Dès lors se posent les questions: qui doit porter la responsabilité de cette formation continue, qui doit l’organiser, qui doit la financer?

Il est logique et compréhensible que l’économie soit prioritairement chargée de la formation et du perfectionnement, voire du recyclage des travailleurs, l’avenir des entreprises en dépend. Certaines parmi celles-ci assument cette responsabilité. D’autres choisissent la voie de la facilité et de l’économie à court terme pour satisfaire leurs besoins, par exemple en licenciant les employés «inadaptés», trop souvent des ouvriers âgés, et en embauchant des personnes immédiatement opérationnelles, par exemple des jeunes sortant de formation. Mais là n’est pas notre propos de ce jour.

Ce qui me préoccupe aujourd’hui c’est ce qui devrait être fait pour améliorer les compétences des personnes dans leurs multiples autres rôles: parents, citoyens et acteurs sociaux. Il est en effet vain d’attendre de l’économie qu’elle s’investisse dans les formations propres à ces activités. Certaines cependant le font, honneur à elles, au titre du mécénat.

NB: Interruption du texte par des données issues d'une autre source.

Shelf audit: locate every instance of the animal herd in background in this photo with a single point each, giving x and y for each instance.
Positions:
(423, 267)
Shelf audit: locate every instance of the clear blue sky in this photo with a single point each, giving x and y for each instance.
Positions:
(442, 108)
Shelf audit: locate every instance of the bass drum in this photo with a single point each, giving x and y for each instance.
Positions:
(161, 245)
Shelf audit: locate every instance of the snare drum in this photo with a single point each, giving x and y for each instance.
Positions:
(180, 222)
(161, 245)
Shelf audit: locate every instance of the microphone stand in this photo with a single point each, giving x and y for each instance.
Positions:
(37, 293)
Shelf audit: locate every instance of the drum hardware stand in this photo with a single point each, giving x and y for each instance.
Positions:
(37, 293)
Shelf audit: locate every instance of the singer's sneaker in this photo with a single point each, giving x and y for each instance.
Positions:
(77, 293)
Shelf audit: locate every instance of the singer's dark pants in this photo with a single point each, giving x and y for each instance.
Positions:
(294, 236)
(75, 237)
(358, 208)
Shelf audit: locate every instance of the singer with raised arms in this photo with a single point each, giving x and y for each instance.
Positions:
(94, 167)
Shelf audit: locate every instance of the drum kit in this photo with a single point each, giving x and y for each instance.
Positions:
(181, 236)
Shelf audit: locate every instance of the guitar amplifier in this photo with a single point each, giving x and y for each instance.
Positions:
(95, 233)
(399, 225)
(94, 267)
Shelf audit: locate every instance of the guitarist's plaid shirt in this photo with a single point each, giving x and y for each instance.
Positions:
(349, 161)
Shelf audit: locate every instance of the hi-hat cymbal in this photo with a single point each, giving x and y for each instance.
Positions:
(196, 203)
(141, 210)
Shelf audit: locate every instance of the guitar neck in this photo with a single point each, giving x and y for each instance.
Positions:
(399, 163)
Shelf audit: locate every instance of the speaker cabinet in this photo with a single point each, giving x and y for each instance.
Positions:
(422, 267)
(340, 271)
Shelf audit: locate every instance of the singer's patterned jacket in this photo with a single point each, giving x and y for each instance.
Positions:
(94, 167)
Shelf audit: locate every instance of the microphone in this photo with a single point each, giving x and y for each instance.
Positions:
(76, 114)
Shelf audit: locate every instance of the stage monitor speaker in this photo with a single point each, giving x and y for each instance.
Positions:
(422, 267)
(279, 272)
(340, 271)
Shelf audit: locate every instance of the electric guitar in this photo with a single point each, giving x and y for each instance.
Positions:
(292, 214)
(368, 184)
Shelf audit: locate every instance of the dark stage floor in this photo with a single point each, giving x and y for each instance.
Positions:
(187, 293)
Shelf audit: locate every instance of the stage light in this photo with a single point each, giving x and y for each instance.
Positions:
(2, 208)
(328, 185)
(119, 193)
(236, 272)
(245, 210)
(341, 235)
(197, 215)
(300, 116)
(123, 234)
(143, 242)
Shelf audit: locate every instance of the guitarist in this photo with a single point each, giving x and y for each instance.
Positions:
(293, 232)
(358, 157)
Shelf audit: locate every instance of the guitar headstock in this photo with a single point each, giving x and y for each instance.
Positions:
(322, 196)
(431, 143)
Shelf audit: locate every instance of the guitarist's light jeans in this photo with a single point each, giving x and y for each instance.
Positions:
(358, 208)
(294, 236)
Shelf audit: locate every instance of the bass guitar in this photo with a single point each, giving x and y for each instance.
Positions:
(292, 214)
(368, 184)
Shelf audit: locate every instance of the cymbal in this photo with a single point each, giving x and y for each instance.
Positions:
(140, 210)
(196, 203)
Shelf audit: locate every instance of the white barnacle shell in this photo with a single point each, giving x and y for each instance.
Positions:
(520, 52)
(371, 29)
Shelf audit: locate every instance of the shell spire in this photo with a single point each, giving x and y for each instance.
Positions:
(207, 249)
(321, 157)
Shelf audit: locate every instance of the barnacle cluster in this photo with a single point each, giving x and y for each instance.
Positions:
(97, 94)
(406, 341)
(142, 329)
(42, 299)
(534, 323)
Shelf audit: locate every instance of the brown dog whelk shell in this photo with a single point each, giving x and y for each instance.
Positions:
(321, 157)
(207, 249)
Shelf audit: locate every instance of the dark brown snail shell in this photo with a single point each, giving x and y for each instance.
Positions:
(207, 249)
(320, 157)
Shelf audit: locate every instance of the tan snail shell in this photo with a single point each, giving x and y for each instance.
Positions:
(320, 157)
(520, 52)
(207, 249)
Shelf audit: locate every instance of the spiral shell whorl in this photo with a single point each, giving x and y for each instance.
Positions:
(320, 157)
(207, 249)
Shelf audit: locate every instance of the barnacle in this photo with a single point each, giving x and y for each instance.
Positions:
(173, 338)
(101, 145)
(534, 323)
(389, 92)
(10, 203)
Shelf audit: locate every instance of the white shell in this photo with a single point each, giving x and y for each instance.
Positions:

Beaucoup diront que la responsabilité de la formation continue, nécessaire en dehors des besoins de l’économie, relève uniquement de l’individu et qu’il appartient dès lors à ce dernier de la financer. C’est oublier que les rôles énumérés plus haut (parents, citoyens et acteurs sociaux) ont une fonction éminemment sociale. La collectivité, représentée en l’occurrence par les pouvoirs publics de tous niveaux (Confédération, cantons et communes), doit le reconnaître et doit de ce fait intervenir, un peu plus qu’à titre subsidiaire.

On regrette ici que la Confédération, dans une loi sur la formation continue mise récemment en consultation, se soit contentée d’identifier les enjeux, presqu’exclusivement économiques, mais soit restée timide dans la définition des moyens en particulier réglementaires (par exemple sur le droit au congé-formation) et financiers à mobiliser pour concrétiser un véritable projet de «formation pour tous, tout au long de la vie». Mais le débat n’est pas clos; il doit continuer. Le dernier numéro de la revue «Intervalles» y contribue.